There’s an array of lures that work on marsh predators, and anglers in each coastal region have local favorites.
David A. Brown

Best Fishing Lures for the Salt Marsh

Holleman does a lot of his searching with a Heddon Saltwater Super Spook Jr. Most who rely on topwaters to “find” aggressive fish will keep a subsurface bait like a lead-head jig with a paddletail or a soft-plastic jerkbait handy for follow-up shots at fish that either miss a topwater bite or show their position by following or swirling behind the bait.

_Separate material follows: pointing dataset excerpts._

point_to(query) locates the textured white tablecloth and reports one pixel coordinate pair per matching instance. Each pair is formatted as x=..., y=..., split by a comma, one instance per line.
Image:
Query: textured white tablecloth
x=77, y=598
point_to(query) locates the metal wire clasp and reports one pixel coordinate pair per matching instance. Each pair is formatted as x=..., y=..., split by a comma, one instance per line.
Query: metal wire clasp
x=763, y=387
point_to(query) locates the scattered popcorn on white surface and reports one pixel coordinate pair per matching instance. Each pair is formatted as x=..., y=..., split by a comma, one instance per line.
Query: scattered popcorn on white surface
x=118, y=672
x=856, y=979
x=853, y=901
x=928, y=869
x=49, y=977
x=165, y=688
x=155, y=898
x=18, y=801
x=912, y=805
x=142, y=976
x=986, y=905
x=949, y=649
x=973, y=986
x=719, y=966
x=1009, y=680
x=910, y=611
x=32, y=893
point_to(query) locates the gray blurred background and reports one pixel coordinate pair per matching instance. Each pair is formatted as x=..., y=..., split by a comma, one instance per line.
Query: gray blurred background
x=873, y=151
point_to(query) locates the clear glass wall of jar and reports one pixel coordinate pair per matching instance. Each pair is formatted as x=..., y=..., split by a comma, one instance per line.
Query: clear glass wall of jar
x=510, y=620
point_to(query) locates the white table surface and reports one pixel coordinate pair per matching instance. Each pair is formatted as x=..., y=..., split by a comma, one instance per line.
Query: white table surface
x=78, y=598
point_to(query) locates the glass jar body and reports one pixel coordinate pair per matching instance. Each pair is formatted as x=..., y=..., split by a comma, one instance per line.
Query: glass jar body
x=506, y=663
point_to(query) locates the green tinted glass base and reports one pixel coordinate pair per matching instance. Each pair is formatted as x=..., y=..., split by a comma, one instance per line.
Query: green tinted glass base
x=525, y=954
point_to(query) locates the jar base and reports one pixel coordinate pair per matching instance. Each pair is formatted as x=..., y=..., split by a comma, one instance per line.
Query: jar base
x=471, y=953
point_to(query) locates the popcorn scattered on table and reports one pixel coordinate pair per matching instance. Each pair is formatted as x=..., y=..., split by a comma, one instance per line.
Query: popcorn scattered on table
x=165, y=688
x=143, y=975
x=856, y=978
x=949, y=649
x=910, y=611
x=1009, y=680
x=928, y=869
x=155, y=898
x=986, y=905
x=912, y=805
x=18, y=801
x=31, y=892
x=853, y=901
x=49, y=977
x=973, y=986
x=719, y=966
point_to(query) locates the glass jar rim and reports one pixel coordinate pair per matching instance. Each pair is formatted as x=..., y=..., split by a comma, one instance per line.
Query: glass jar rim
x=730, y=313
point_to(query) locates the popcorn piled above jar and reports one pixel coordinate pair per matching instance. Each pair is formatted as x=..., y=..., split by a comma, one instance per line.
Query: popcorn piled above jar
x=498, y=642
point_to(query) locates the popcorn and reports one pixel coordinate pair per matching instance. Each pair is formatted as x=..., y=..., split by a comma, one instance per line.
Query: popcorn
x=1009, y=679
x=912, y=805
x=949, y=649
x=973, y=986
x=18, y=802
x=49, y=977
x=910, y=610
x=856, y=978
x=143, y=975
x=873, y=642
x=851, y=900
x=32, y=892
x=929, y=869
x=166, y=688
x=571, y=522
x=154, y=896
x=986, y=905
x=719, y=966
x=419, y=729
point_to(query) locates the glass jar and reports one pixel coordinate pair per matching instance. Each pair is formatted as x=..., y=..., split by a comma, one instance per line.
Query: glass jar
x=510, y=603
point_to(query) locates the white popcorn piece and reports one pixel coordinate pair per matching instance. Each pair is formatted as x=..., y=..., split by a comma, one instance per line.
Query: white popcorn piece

For reaching into the water column, shallow-diving lures like the Booyah Flashpoint Jr. and the Cotton Cordell Redfin, along with suspending baits such as the MirroLure MirroDine will tempt marsh fish. Here, Randazzo likes soft plastics matched with heavy duty jig spinners as well as shallow-diving crankbaits. Similarly, retrieving a bladed jig through scattered marsh grass can produce fireworks.

In Georgia’s famous Golden Isles marsh tucked between mainland Brunswick and Jekyll and St. Simons islands, Capt. Greg Hildreth often arms his clients with one of the most effective and user-friendly of marsh tools — the popping cork. Rigging a live shrimp on a No. 4 kahle hook and hanging it on a 2 1/2-foot leader under a Bomber Saltwater Grade Paradise Popper XTreme allows anglers to chug and pop the cork to attract attention from trout and other gamefish.

Predators respond to the commotion and then find the vulnerable bait too easy to resist. Adjusting cadence and intensity to match the day’s complexion helps you dial in what the fish want.

Elsewhere, anglers may opt to suspend a jig and paddletail or an artificial shrimp under the cork. In any case, the popping cork rig casts well, it offers an immediate strike detector and it facilitates targeted drift presentations.

“I’ll target rips around oyster beds during the pull of the tide,” Hildreth said. “Some points are better on the incoming tide, and some are better on the outgoing. You just have to scout around.

There are intricacies to tides and structure in a salt marsh habitat that can make learning small areas well more productive than running and gunning.
David A. Brown

One Last Tip

Ultimately, Randazzo expects his best marsh opportunities in areas with cleaner water, ample food supplies and water moving through/past strategic feeding spots. Closing with a strategy tip, he suggests a measured approach to prospecting a vast marsh.

“I advise fishing relatively small areas (less than 5 square miles),” Randazzo said. “Get to know one area intimately before moving around to new areas.

“There are so many little intricacies that take time to learn that you will benefit far more from spending extra time in one area before striking it off your favorites list and moving to other areas.”

“I’ll throw out the cork rig, keep one finger on my open bail and just let the rig float downcurrent. You’re covering a lot of ground that way.”